Конец автобуса – только женщины с детьми. Я сразу прикидываю (вечная привычка молодых мам все время сравнивать своего ребенка с окружающими) – мой Дарвин самый маленький. В центре салона коалиция из женщин средних лет. Одна из них с собакой. Женщины сразу начинают знакомиться, выяснять, кто и куда едет. А впереди расселись старики. Те сидят тихо. Даже как будто не двигаясь. Не люди – скульптуры, вырезанные из дерева и вот так состарившиеся от ветров и дождей, подточенные короедами, подпаленные лесными пожарами. Но еще существующие. Еще живые.
В салоне есть несколько мужчин. Интересно, куда они едут? Как выедут? Или просто провожают стариков до границы?
Дарвин в возбуждении. Он любит автобусы. Потому поторапливает, спешит занять свое место у окна, по сто раз повторяющий:
– Апо! Апо! – это значит «автобус» на тарабарском.

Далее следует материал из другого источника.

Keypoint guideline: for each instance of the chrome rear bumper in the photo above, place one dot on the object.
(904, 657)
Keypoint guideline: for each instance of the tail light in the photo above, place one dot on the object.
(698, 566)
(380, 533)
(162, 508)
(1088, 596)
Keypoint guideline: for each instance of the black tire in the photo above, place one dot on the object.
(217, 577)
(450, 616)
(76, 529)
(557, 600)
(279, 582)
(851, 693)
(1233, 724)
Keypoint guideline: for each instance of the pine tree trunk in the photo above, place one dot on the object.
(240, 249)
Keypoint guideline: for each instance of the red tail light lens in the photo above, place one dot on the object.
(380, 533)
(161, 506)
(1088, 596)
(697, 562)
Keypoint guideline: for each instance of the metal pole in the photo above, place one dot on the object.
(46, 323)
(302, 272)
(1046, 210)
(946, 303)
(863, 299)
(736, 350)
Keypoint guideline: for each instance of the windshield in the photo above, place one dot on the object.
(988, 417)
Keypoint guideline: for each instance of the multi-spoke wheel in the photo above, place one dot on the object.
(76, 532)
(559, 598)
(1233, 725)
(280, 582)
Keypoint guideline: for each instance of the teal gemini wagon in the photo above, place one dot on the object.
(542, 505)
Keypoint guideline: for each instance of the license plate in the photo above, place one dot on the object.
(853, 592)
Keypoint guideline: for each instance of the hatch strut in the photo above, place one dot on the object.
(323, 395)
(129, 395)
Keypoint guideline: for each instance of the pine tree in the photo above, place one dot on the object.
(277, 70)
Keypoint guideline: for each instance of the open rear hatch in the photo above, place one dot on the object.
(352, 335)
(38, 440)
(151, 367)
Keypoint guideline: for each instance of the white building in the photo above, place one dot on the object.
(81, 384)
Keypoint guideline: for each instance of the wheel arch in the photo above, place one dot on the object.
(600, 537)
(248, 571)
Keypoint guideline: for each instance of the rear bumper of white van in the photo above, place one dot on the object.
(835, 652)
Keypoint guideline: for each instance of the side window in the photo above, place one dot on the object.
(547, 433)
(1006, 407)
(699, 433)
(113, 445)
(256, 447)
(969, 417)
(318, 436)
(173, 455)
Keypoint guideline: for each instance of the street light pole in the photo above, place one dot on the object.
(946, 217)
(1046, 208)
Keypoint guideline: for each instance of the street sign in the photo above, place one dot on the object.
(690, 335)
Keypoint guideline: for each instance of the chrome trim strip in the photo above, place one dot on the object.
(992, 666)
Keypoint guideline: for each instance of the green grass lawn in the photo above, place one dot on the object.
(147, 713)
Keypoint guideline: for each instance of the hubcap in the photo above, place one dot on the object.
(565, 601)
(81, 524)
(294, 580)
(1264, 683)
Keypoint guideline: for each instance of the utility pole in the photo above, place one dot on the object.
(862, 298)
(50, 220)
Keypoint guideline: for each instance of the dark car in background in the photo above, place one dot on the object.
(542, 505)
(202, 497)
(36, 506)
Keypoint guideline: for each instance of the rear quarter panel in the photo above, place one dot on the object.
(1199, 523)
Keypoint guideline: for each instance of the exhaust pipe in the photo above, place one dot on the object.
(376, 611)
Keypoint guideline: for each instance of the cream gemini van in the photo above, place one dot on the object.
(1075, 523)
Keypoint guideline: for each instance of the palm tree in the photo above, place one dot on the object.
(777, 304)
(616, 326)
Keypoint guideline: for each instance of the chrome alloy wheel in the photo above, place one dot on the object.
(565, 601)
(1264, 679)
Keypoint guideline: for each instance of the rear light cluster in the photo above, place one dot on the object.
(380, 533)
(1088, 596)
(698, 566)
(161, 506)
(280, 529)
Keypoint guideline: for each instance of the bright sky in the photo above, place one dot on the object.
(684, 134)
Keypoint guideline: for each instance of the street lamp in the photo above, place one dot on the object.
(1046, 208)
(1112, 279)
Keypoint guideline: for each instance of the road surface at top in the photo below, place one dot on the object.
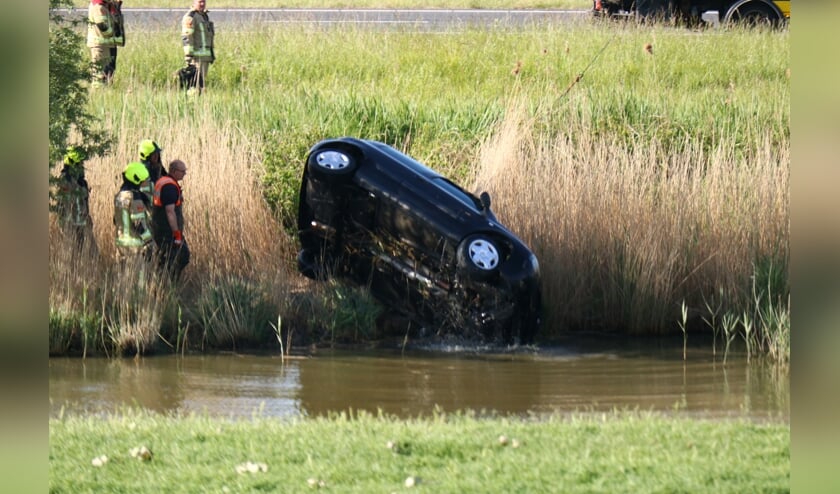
(410, 19)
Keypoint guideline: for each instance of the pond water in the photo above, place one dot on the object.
(582, 376)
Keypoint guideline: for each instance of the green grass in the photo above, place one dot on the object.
(660, 176)
(618, 452)
(405, 4)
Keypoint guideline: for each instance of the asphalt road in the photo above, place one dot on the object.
(411, 19)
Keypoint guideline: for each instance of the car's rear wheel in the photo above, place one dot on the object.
(478, 258)
(332, 163)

Пока есть еще пара минут, Дарвин нехотя выходит обратно на улицу, отмахивается от объятий деда и поцелуев бабы, с любопытством заглядывает в открытое багажное отделение автобуса, смотрит на громадное колесо.
Мама, папа и Пашка стоят кучкой. В сотый раз повторяют прежние напутствия:
– Как только будет остановка где-то – ты пиши, где вы.

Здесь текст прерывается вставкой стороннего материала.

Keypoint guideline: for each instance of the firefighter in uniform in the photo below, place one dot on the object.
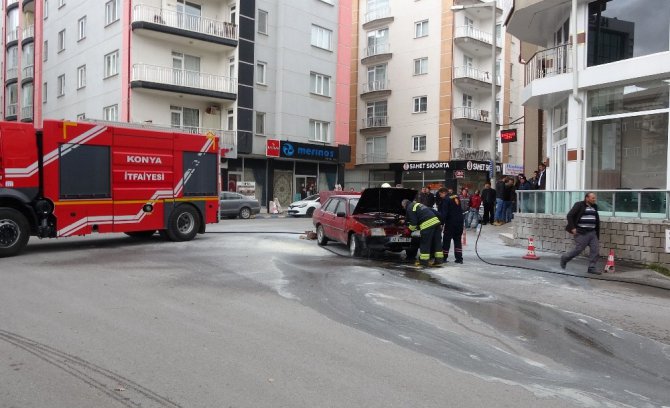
(418, 215)
(452, 216)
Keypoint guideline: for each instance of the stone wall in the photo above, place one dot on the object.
(631, 239)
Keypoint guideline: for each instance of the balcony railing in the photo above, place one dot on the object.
(464, 112)
(28, 32)
(377, 49)
(12, 35)
(645, 204)
(374, 158)
(12, 73)
(476, 33)
(474, 73)
(11, 109)
(375, 86)
(27, 112)
(171, 18)
(183, 77)
(549, 62)
(377, 14)
(28, 72)
(375, 121)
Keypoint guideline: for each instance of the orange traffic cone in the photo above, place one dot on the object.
(531, 250)
(609, 266)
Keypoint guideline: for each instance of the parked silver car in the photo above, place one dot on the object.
(232, 205)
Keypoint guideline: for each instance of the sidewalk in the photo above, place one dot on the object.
(493, 248)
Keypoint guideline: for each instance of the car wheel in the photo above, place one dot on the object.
(321, 236)
(183, 224)
(141, 234)
(14, 232)
(355, 246)
(245, 213)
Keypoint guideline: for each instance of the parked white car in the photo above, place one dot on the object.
(305, 206)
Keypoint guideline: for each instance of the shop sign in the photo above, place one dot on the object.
(272, 148)
(511, 169)
(306, 151)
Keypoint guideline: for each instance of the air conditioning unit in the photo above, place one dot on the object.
(213, 110)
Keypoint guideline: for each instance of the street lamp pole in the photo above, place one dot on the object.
(492, 113)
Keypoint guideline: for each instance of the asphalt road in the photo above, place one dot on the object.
(250, 316)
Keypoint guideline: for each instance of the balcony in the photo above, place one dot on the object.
(167, 21)
(474, 80)
(377, 18)
(27, 113)
(549, 62)
(376, 53)
(371, 158)
(375, 125)
(27, 74)
(12, 37)
(10, 111)
(183, 81)
(375, 89)
(477, 42)
(466, 117)
(28, 34)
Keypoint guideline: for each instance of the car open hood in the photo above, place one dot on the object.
(385, 199)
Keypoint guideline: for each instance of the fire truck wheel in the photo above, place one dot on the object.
(14, 232)
(141, 234)
(183, 224)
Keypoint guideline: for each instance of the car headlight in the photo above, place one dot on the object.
(377, 232)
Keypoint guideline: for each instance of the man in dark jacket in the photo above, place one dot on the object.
(584, 225)
(418, 216)
(489, 200)
(452, 216)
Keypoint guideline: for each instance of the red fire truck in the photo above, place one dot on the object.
(72, 178)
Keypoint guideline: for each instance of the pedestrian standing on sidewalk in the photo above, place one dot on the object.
(452, 216)
(489, 201)
(584, 225)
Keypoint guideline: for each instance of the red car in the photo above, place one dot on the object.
(372, 221)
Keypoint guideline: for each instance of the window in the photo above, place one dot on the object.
(419, 143)
(319, 84)
(111, 64)
(260, 72)
(61, 40)
(61, 85)
(322, 37)
(420, 104)
(421, 29)
(319, 131)
(81, 28)
(110, 113)
(260, 123)
(111, 11)
(94, 161)
(81, 77)
(263, 22)
(466, 140)
(421, 66)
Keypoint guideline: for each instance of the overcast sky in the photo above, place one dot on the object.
(652, 22)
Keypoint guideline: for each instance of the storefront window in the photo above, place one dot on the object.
(622, 29)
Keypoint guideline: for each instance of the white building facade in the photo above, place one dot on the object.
(603, 80)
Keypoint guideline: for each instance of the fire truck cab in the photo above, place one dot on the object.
(72, 178)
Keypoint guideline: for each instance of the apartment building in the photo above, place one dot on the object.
(250, 72)
(422, 92)
(602, 77)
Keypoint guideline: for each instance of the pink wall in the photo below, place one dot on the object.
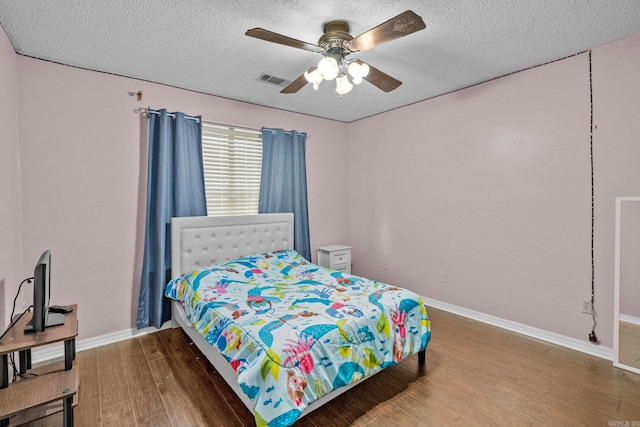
(10, 260)
(83, 179)
(492, 184)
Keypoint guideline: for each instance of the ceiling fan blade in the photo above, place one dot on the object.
(270, 36)
(297, 84)
(402, 25)
(381, 80)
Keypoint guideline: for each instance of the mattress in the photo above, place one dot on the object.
(294, 331)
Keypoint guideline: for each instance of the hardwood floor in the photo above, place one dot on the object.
(476, 374)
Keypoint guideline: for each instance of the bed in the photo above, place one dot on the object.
(286, 335)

– Как границу переедешь, – советует Пашка, – ты не забудь тарифный план переключить, там у тебя будет немного интернета и мобильная связь.
– Ты, главное, не стесняйся, всем напоминай, что ты с ребенком, может, помогут чем.
– И если остановка – спроси, где вы, и нам пиши!
Я киваю. Чтоб опять не разреветься, иду в салон и с высоты большого туристического автобуса смотрю на моих маленьких, сбитых в кучку маму, папу и Пашку. Как они стоят нахохленно, сжимаясь от промозглого утреннего ветра, как крутят головами, что-то потихоньку говорят друг другу. Я фотографирую их через стекло и все же реву, реву…
И весь автобус тоже ревет. Когда заводятся двигатели, когда неспешно наша большая машина с людьми отъезжает от перрона, когда едет все дальше, дальше, дальше…
Девочка с рыжей куклой впадает в истерику:
– Папа, папа! – кричит она и пытается вырвать у мамы из рук телефон:
– Папа, я скучаю!
И весь автобус захлебывается слезами.
Первая воздушная тревога застигает нас еще в городе. По уже сложившейся традиции я достала из рюкзака маленькое одеялко Дарвина и накрыла им себя и сына. Ведь в тех, кто сидит под одеялом, ракеты никогда не попадают.
Так мы и ехали. И война не хотела нас отпускать. Мы въезжали в следующую область, отстаивая очередь из автомобилей на КПП и показывая людям с автоматами наши документы, а сирены орали и орали. И на телефон сыпались уведомления: «Объявлена тревога! Все в укрытие!» И пока мы стояли в очередь в туалет на станции в Тернополе, где-то рядом сообщали о взрывах.
Маленькая девочка с рыжей куклой все время плакала и спрашивала:
– Мама, это сирены?
– Нет, – поджимая губы говорила мама. – Тут уже нет сирен. Мы уже уехали, все будет хорошо.